Interesting. I wonder what level of support will be proposed to the Standartization Comitee.
You should be working with Unicode internally in your app anyway if you want to avoid translations, since most systems or toolkits require Unicode in some form in their interfaces. I'm not sure about the "most" word in context of "require". I'd rather say "most allow Unicode".
I know of several libraries or APIs that only work with Unicode. It's simply easier for them if there is only one format that represent all text. GTK+ is one example.
Well, that doesn't mean I was wrong in my statement. :)
But that does not mean that all strings in C++ should be in Unicode and I should always work in it. I just want to have a choice, after all.
Additionally, there is plenty of already written code that does not use Unicode. We can't just throw it away.
Compatibility with legacy code will always be an issue. Isn't a runtime conversion simply acceptable?

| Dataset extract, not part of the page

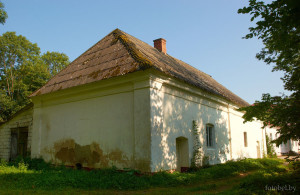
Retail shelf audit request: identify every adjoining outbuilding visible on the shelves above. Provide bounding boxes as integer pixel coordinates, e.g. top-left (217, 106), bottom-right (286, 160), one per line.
top-left (0, 29), bottom-right (280, 172)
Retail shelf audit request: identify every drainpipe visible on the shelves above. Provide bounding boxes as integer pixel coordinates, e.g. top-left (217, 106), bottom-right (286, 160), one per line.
top-left (227, 104), bottom-right (232, 160)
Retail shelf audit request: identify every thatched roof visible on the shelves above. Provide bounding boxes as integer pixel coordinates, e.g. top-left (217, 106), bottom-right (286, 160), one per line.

I don't think so - we're recurring to the performance issue. I just don't understand why there's so strong will to cut down fixed char encodings in favor of exclusive Unicode support. Why can't we have both? Is it for that the text processing algorithms should be duplicated? I think not, if the implementation is well designed. Is it for CRT size growth because of some encoding-specific data? Possible, but not necessarily. In fact, if the application size is of primary concern, the whole Unicode support is a good candidate to cut away.